Les cérémonies de danse cham offrent à la grande communauté une occasion et un but de se rassembler, réaffirmant les liens de communauté et de croyance entre les moines et les villageois. Les cours de danse permettent à la communauté d’observer, de partager des rites religieux et de socialiser ensemble ainsi qu’avec les moines. De nombreuses cours de danse ont des plates-formes d’observation à plusieurs niveaux, et certaines, bien qu’en plein air, ont des murs atteignant cinq étages contenant et embrassant la cour, faisant des cérémonies de danse une source d’énergie au cœur de l’ensemble du complexe. Des personnalités religieuses importantes peuvent parler aux foules lors de cérémonies de danse, et les cours sont conçues pour permettre la circulation et l’interaction de toute la communauté. Cette vocation civique de l’architecture est similaire à la vocation civique des amphithéâtres grecs : assister aux tragédies incombait à tout citoyen athénien.

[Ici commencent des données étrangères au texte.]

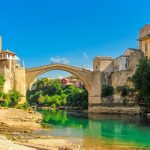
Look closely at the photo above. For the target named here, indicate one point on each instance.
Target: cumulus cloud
(85, 55)
(16, 58)
(59, 60)
(88, 67)
(60, 77)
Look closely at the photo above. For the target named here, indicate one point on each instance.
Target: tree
(141, 79)
(107, 91)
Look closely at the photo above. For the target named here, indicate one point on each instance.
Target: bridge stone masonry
(91, 79)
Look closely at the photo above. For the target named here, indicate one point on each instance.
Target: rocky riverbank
(16, 128)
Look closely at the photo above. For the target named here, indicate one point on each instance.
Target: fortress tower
(144, 40)
(12, 71)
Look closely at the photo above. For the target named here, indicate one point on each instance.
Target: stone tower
(12, 71)
(144, 40)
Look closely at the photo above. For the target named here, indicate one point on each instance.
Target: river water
(97, 131)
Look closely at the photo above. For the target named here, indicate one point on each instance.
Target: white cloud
(59, 60)
(88, 67)
(16, 58)
(85, 55)
(60, 77)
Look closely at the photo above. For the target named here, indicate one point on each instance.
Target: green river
(97, 131)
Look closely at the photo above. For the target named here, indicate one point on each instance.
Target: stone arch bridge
(91, 79)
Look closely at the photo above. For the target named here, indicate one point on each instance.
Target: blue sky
(75, 31)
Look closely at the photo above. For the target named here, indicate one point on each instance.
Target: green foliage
(11, 99)
(107, 90)
(124, 90)
(51, 93)
(24, 106)
(141, 79)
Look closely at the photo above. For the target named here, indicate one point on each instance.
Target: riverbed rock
(8, 145)
(19, 119)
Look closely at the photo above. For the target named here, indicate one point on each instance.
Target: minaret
(0, 43)
(23, 66)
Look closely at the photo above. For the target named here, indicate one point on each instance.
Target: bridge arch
(83, 74)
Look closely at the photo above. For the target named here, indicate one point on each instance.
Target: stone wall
(121, 78)
(20, 81)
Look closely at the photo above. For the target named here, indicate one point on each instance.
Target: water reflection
(132, 130)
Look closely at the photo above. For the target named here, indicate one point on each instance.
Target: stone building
(144, 40)
(13, 72)
(119, 71)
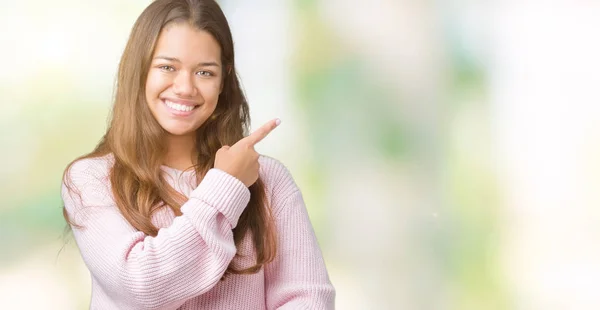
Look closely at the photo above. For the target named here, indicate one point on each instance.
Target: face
(184, 79)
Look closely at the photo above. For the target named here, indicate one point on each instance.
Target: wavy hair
(135, 138)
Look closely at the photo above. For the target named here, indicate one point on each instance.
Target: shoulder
(89, 168)
(277, 179)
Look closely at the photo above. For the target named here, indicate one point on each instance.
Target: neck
(181, 152)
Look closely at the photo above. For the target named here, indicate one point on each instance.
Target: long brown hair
(135, 138)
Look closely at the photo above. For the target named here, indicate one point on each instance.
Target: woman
(174, 209)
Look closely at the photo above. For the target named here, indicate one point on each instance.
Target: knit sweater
(182, 267)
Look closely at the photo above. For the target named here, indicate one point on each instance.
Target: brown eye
(204, 73)
(167, 68)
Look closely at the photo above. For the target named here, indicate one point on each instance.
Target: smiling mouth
(180, 107)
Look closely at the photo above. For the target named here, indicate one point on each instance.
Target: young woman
(174, 209)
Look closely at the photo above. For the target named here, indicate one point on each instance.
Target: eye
(204, 73)
(166, 68)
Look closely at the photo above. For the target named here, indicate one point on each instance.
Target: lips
(180, 108)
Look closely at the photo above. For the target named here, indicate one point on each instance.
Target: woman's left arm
(297, 278)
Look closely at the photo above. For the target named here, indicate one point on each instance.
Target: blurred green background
(448, 151)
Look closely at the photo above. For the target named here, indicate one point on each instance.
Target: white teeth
(178, 107)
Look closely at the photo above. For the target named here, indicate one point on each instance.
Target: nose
(184, 86)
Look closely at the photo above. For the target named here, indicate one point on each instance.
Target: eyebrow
(202, 64)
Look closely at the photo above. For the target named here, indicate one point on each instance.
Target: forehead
(188, 44)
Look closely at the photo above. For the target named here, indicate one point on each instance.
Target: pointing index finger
(262, 132)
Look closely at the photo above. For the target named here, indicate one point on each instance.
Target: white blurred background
(448, 151)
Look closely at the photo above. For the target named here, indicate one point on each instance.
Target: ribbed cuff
(224, 192)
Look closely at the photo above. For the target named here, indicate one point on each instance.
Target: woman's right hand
(241, 160)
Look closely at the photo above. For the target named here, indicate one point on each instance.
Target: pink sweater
(182, 266)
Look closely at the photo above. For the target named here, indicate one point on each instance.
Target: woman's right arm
(184, 260)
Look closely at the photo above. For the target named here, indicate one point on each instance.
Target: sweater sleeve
(139, 271)
(297, 278)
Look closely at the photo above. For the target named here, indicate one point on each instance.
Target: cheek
(154, 84)
(210, 90)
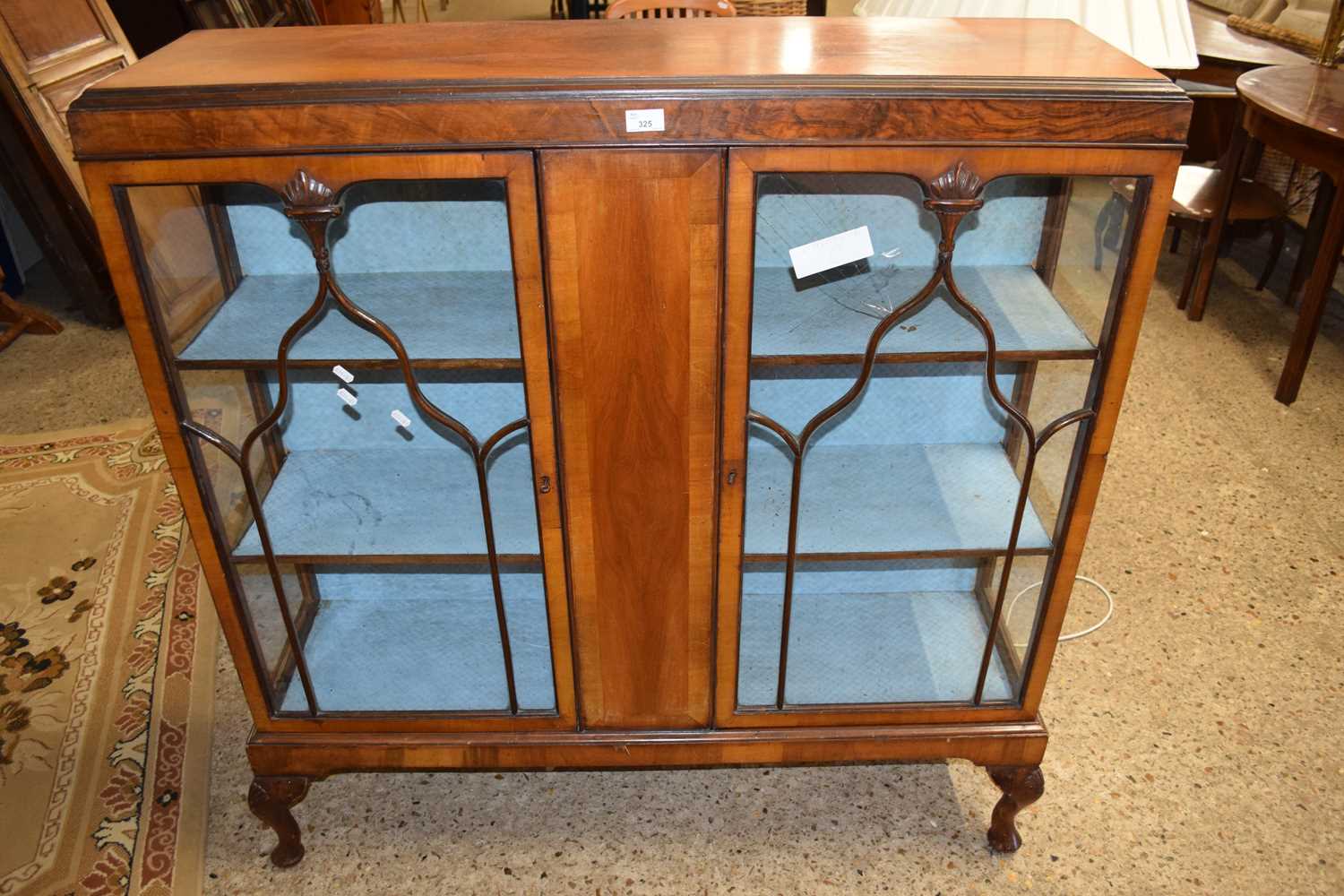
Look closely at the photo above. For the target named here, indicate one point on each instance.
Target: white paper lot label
(832, 252)
(639, 120)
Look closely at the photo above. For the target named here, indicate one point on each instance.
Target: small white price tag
(639, 120)
(832, 252)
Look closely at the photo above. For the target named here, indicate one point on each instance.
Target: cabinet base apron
(287, 763)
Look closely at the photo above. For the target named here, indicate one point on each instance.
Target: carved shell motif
(956, 185)
(306, 191)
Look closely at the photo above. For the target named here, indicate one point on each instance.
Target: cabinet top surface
(642, 54)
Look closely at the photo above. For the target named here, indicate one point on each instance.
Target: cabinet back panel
(797, 209)
(633, 241)
(902, 403)
(316, 418)
(387, 226)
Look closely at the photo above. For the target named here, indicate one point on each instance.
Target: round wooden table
(1298, 110)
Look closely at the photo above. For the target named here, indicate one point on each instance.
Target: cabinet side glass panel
(884, 463)
(392, 517)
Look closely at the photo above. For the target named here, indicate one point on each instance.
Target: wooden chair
(669, 8)
(16, 319)
(1193, 206)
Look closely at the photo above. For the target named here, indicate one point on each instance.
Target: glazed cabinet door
(924, 357)
(359, 411)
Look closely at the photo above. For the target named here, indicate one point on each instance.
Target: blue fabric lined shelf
(437, 314)
(887, 498)
(832, 319)
(906, 646)
(424, 638)
(395, 501)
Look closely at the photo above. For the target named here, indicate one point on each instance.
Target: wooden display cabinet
(655, 500)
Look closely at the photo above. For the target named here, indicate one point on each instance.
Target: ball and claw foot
(271, 799)
(1021, 786)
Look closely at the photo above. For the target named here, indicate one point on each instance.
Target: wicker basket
(771, 7)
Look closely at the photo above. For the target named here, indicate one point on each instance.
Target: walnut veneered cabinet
(634, 394)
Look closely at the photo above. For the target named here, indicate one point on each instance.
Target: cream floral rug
(107, 669)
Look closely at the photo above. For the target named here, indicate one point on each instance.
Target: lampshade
(1158, 32)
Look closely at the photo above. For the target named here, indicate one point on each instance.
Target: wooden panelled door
(633, 244)
(53, 51)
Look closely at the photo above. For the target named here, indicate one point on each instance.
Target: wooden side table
(1298, 109)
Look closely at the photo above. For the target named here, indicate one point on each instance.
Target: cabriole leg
(1021, 786)
(271, 799)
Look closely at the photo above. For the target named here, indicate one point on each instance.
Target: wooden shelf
(444, 319)
(820, 325)
(887, 501)
(375, 505)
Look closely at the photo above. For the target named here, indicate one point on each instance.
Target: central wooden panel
(633, 242)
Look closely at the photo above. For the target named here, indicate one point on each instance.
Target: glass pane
(867, 632)
(903, 485)
(368, 487)
(424, 638)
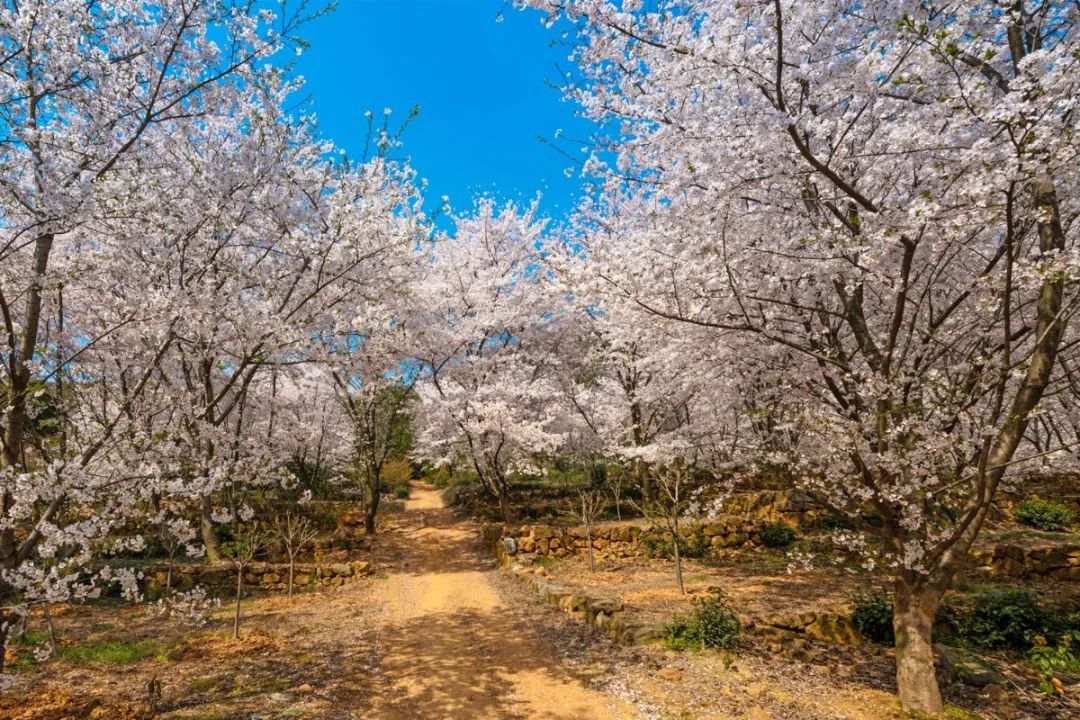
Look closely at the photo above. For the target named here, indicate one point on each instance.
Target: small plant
(1044, 515)
(1048, 660)
(872, 615)
(1001, 620)
(657, 544)
(588, 507)
(295, 532)
(712, 623)
(241, 552)
(777, 534)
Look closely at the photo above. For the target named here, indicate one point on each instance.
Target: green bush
(1044, 515)
(712, 623)
(657, 543)
(1000, 620)
(872, 615)
(836, 521)
(777, 534)
(1050, 660)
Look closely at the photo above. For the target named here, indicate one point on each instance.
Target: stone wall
(1061, 562)
(615, 540)
(220, 579)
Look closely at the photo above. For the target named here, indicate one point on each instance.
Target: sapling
(295, 532)
(241, 552)
(589, 506)
(615, 483)
(669, 506)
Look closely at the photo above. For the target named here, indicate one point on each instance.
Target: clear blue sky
(483, 86)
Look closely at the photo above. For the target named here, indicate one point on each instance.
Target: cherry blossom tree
(485, 394)
(875, 205)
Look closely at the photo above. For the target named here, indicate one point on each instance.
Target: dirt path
(448, 647)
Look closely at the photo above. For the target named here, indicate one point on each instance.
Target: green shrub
(657, 543)
(1043, 514)
(1049, 660)
(872, 615)
(712, 623)
(395, 473)
(1000, 620)
(777, 534)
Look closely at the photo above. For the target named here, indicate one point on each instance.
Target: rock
(968, 668)
(834, 628)
(669, 674)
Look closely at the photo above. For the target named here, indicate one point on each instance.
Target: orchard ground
(440, 630)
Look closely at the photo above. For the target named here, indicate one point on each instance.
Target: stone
(968, 668)
(834, 628)
(669, 674)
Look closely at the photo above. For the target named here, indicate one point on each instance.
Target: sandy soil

Le bouddhiste cham festival est une occasion pour tous de se rassembler pour le plus grand bien.
La plupart des cours de danse des monastères de Vajrayana ont un ensemble d’escaliers qui partent du monastère lui-même, ou une salle verte, et servent d’entrée et de sortie pour les danseurs. Contrairement à la peinture d’un mandala – qu’une personne peut voir et absorber en même temps – un mandala dansé apparaît au fil du temps : les danseurs entrent, un par un, pour former un mandala, l’activer et le mettre en mouvement. La conception des monastères a évolué de bâtiments bas construits au fond de la vallée à des forteresses élancées sur de hautes falaises et des montagnes. Cham la danse faisait partie de l’appareil militaire des moines, et la lutte contre les intrus extérieurs comme à l’intérieur, contre d’autres sectes de moines bouddhistes, était courante. Au fur et à mesure que les monastères devenaient des symboles de pouvoir, la fonction cérémonielle des cham la danse fleurit.
La centralité de la cour de danse dans les monastères bouddhistes Vajrayana souligne non seulement l’importance de la danse en tant que tradition transmise vénérée, mais assiste et assure la continuité de la pratique de la danse elle-même, en fournissant un espace dédié et délibérément conçu pour que les danses se déroulent. . L’ensemble du plan architectural renforce la place centrale de la danse dans la pratique et l’identité bouddhistes.